Fukushima Radiation on Its Way to California
Radiation from the disaster in the Fukushima power plant in 2011 has yet to reach the Californian coast, officials said on Monday. However, low levels of radiation cesium from the power plant could reach the Pacific Coast by April, scientist reported.
Researchers have detected small traces of radioactive cesium by the waters off Vancouver, Canada. Its levels are lower than naturally occurring radiation, like polonium-210, which is already in the ocean, said John Norton Smith, a senior research scientist at Canada's Bedford Institute of Oceanography, at a meeting of the American Geophysical Union in Hawaii.
On the Internet however, there are continuous reports that the radiation has already reached the coast off California.
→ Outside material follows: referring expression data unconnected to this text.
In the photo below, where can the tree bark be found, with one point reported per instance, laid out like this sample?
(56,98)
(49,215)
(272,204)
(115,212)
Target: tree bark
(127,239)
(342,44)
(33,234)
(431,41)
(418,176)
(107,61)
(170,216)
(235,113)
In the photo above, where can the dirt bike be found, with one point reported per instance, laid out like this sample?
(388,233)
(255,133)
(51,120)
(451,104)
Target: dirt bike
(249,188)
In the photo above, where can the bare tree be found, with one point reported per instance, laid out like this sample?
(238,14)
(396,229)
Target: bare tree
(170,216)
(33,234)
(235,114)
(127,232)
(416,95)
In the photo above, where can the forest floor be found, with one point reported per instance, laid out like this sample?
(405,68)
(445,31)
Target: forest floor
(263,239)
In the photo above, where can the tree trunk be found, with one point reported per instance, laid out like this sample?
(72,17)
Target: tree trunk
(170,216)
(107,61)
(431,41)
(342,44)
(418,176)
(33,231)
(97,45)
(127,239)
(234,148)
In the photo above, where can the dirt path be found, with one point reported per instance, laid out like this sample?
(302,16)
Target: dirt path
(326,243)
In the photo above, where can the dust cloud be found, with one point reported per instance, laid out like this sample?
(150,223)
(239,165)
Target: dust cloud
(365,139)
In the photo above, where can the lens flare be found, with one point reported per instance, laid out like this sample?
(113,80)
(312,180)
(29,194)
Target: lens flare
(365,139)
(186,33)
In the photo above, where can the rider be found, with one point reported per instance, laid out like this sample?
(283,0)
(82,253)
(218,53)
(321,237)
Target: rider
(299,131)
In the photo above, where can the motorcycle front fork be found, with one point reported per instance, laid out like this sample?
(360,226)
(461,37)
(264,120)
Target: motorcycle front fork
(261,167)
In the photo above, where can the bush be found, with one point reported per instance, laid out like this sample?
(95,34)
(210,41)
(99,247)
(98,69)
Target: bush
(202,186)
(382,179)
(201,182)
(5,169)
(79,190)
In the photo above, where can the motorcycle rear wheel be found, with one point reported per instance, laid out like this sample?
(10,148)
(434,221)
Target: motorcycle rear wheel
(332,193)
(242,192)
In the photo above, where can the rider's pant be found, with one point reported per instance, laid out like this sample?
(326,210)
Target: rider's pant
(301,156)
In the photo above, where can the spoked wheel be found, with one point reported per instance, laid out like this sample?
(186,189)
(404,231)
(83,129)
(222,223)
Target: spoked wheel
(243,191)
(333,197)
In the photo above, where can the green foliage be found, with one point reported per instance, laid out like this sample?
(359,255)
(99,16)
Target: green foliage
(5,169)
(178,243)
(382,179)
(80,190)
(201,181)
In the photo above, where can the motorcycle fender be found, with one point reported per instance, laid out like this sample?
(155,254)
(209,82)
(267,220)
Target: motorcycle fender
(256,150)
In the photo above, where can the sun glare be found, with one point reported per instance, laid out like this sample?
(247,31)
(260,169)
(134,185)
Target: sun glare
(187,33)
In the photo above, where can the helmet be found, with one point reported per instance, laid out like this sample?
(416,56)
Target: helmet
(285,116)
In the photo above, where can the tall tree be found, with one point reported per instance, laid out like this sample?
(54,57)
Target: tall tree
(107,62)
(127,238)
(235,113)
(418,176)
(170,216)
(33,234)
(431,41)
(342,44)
Scientists and health officials deny this however.
The question now is, how much of cesium-134 will eventually reach our coast?
"It's really a little hard to predict at this moment which model is correct," said Smith.
Either outcome, he added, is not dangerous to humans because the levels are so low.
"It's clearly not an environmental or human health radiological threat," he said Monday.
Once it reaches the coast however, a team of volunteers called "citizen science project" will be made to collect water samples to be tested.
"It's not here yet," said Ken Buesseler, a scientist at the Woods Hole Oceanographic Institution in Massachusetts. "When we're talking about the arrival of the plume - and, you know, I'm the first person to say radioactivity can be quite dangerous, we should be concerned - but maybe not at the levels we're going to expect coming across from Japan."
According to a widely considered accurate model of the oceans' circulation patterns, traces of the plume of radioactive seawater from Fukushima should be detectable along the Pacific coast in April.